Worldingo was founded in the late 1990s by Australian Phil Scanlan, an independently wealthy and very shrewd business person. Mr. Scanlan did a few things that caused Worldlingo to prosper. He purchased a Systran Enterprise Server 5 system and started selling machine translation solutions for websites years before anyone had even dreamed about doing it. He gave away free website translation widgets that linked back to the Worldlingo site. This gave Worldlingo number 1 ranking in nearly every keyword phrase associated with translation. And he made a deal with Microsoft that integrated Worldingo into every Microsoft Office product software license so when someone asked for translation from Microsoft Word, for example, they received the free translation from Worldlingo.
All of this gave Worldlingo total domination of the search engines for years. And they made a ton of money. But since then a few things have happened: (1) Phil Scanlan left Worldlingo in pursuit of other endeavors. (2) Microsoft dumped Worldlingo in favor of their own MT which is now integrated in MS Office. (3) Google and Microsoft offer free translation widgets so who needs Worldingo for that? (4) Worldlingo stagnated with outdated Systran 5 technology and left it there for years. Only about 2 years ago did they integrate Language Weaver into their website. (5) Many new companies have started to resell MT solutions and Worldlingo is now just one of several in the field. (6) Worldlingo has been dropping like crazy in the search engine rankings and is continuing to lose ground. And Worldlingo lives on Internet traffic.
Which leads us to Transperfect. What are they buying? MT technology? Worldlingo does not have any proprietary MT technology that I know of and licenses software from MT vendors. Customers? Customer loyalty in the online world is fickle (how can you be loyal to a website?). Worldlingo does have a very snazzy online ordering system. But they now face stiff competition from other online translation companies like Babylon and MyGengo.
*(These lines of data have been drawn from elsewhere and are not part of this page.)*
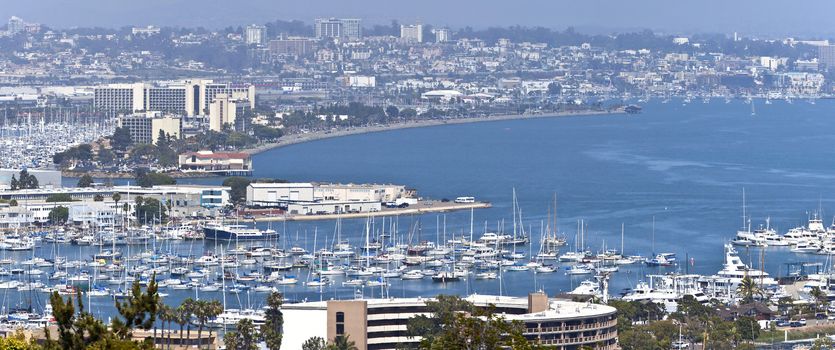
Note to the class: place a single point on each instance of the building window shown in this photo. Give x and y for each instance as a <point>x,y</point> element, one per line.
<point>340,323</point>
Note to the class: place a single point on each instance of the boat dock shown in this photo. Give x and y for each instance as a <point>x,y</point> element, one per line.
<point>422,207</point>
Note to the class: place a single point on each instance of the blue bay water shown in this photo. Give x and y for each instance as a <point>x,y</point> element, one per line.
<point>683,167</point>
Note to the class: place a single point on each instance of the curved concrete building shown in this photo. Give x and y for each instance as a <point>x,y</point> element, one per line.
<point>382,323</point>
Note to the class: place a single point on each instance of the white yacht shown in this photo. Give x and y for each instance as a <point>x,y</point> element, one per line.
<point>587,287</point>
<point>667,290</point>
<point>727,280</point>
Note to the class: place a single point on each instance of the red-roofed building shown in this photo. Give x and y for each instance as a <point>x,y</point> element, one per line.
<point>222,163</point>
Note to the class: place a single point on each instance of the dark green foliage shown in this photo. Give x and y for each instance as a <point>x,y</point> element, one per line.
<point>59,215</point>
<point>145,178</point>
<point>455,323</point>
<point>272,329</point>
<point>24,181</point>
<point>85,181</point>
<point>266,133</point>
<point>81,153</point>
<point>392,112</point>
<point>150,210</point>
<point>166,155</point>
<point>121,139</point>
<point>139,310</point>
<point>238,187</point>
<point>244,337</point>
<point>59,197</point>
<point>314,343</point>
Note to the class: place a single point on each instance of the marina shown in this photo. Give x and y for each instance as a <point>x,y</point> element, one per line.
<point>599,241</point>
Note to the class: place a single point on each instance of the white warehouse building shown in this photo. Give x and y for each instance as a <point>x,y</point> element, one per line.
<point>314,198</point>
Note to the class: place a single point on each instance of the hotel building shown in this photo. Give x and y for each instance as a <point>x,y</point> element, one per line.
<point>375,324</point>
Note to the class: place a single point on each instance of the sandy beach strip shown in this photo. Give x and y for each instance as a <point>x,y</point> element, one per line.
<point>293,139</point>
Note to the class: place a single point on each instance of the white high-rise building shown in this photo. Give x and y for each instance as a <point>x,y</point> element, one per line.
<point>188,97</point>
<point>227,111</point>
<point>345,28</point>
<point>442,35</point>
<point>412,32</point>
<point>255,34</point>
<point>16,25</point>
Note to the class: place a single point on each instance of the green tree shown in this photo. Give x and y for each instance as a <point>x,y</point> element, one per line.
<point>139,310</point>
<point>392,112</point>
<point>59,197</point>
<point>145,178</point>
<point>554,89</point>
<point>144,153</point>
<point>819,298</point>
<point>237,185</point>
<point>748,289</point>
<point>85,181</point>
<point>342,342</point>
<point>149,211</point>
<point>747,328</point>
<point>16,341</point>
<point>314,343</point>
<point>204,311</point>
<point>184,314</point>
<point>121,139</point>
<point>105,155</point>
<point>59,215</point>
<point>26,181</point>
<point>272,329</point>
<point>244,337</point>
The software solutions they are selling for website translation are outdated and now face stiff competition from companies like ToLingo and Smartling.
The main asset which Transperfect is buying, in my opinion, is a (still) strong online presence. Something that Transperfect is lacking. The question is: will Transperfect breath new life into Worldlingo? Will they integrate new technology which will revive the website and make it a dominant player in face of all the new competition? Will they pump in funds to improve the site in face of the growing competition in the online translation world? Will they be able to help Worldlingo stop their online decline?
Transperfect’s acquisition policy, to the best of my knowledge, is to let the management continue to do their own thing after the deal has been made. The big question is: will that save Worldlingo?